Élections : des partis politiques s’opposent à l’éventuel report annoncé par les autorités de la Transition

C’est toujours l’incertitude concernant la tenue des élections présidentielles et législatives en février 2022. Le ministre des affaires étrangères a laissé entendre « qu’il serait difficile de tenir les élections à la date indiquée ». Il l’a fait savoir lundi (11/10/21) lors de sa visite au Maroc. Certains partis politiques adhèrent à cette possibilité, mais d’autres sont s’y opposent. Ces derniers préviennent que cela pourrait empirer la situation politique du pays.

 

Des partis politiques réunis au sein du front pour la sauvegarde de la démocratie se disent favorables au report des futures élections. Selon eux, le contexte sécuritaire et le temps qui reste ne permettent pas l’organisation d’élections crédibles. « Vous voyez le pays, dans quel état il est, même les bureaux de votes seraient en difficultés. Il faut d’abord assurer la sécurité dans le pays », estime Aminatou Touré, vice-présidente du mouvement pour un destin commun (MODEC). « C’est le bon sens même qui le demande », ajoute-t-elle.

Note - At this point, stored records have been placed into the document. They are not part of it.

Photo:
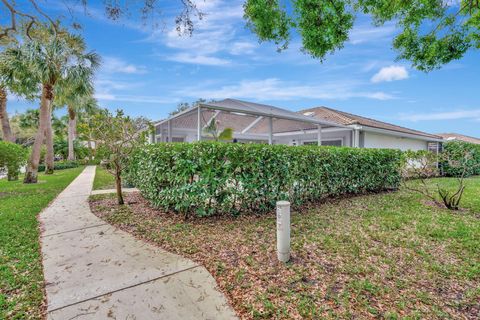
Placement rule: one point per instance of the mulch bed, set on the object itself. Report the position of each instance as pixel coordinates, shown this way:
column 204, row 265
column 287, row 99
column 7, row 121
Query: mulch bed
column 338, row 269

Le PS YELEN COURA n’est pas de cet avis. Ses responsables disent non à un éventuel report des élections. Pour Amadou Goita, président du parti, les échéances prochaines pourront bel et bien se tenir à la date indiquée, si la volonté y est.
« Nous ne sommes pas à la première élection. Quand on veut, on peut. Et quand on peut, on doit ». C’est en ces termes que s’exprime Amadou Goita. Pour lui « nous avons tous intérêt à sortir de cette transition, à faire en sorte qu’elle soit une transition réussie ». « Restons dans ces 18 mois », insiste M. Goïta. « Pour nous parler d’une éventuelle prolongation, il faut d’abord nous dire qu’est-ce qui a été fait et qu’est-ce qui reste à faire », conclut-il.

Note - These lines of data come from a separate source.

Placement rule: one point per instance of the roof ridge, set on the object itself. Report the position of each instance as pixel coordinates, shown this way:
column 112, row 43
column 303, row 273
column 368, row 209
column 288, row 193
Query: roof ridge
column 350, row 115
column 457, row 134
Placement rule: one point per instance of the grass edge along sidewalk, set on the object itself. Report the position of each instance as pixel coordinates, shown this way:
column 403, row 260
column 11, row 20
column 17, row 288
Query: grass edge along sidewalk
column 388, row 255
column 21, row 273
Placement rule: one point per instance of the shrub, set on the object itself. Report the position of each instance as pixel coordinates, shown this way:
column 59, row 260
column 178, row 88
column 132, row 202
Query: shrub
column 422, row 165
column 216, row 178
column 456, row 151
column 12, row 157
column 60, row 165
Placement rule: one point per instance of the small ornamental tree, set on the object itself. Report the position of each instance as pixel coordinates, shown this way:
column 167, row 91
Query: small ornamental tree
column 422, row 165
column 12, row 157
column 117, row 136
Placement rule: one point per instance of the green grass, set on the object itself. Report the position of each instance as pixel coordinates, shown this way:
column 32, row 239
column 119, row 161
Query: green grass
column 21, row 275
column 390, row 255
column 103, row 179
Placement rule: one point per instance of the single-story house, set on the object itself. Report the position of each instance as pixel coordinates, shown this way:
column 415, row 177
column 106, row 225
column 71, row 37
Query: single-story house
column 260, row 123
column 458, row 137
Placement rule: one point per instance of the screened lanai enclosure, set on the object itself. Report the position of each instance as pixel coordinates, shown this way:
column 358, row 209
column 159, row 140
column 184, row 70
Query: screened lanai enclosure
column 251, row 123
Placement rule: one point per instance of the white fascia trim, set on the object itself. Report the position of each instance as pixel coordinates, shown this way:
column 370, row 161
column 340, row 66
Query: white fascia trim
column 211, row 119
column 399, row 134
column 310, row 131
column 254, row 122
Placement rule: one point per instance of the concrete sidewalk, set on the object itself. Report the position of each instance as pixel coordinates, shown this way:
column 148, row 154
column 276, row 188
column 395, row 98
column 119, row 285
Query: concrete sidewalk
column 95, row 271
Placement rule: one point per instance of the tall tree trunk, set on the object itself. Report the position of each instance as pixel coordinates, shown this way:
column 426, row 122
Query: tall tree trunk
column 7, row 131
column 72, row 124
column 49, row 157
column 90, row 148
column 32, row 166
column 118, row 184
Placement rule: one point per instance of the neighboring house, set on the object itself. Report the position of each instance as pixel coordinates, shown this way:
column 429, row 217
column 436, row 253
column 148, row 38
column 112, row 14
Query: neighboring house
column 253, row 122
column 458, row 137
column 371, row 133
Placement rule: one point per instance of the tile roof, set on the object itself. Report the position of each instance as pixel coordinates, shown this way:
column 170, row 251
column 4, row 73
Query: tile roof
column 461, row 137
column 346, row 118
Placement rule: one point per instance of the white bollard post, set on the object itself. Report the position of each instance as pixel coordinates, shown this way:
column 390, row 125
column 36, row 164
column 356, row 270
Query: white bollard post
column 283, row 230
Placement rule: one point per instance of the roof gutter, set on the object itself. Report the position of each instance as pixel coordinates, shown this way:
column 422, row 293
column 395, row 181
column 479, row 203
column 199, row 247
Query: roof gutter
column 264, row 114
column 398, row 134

Certains partenaires du Mali, notamment la CEDEAO et la communauté internationale, mettent aussi en garde les autorités maliennes contre un probable report. En attendant, les choses soient précises sur le maintien des dates des élections ou pas, la révision des listes électorales est en cours. Le mouvement pour un destin commun invite la population à s’inscrire sur les listes électorales.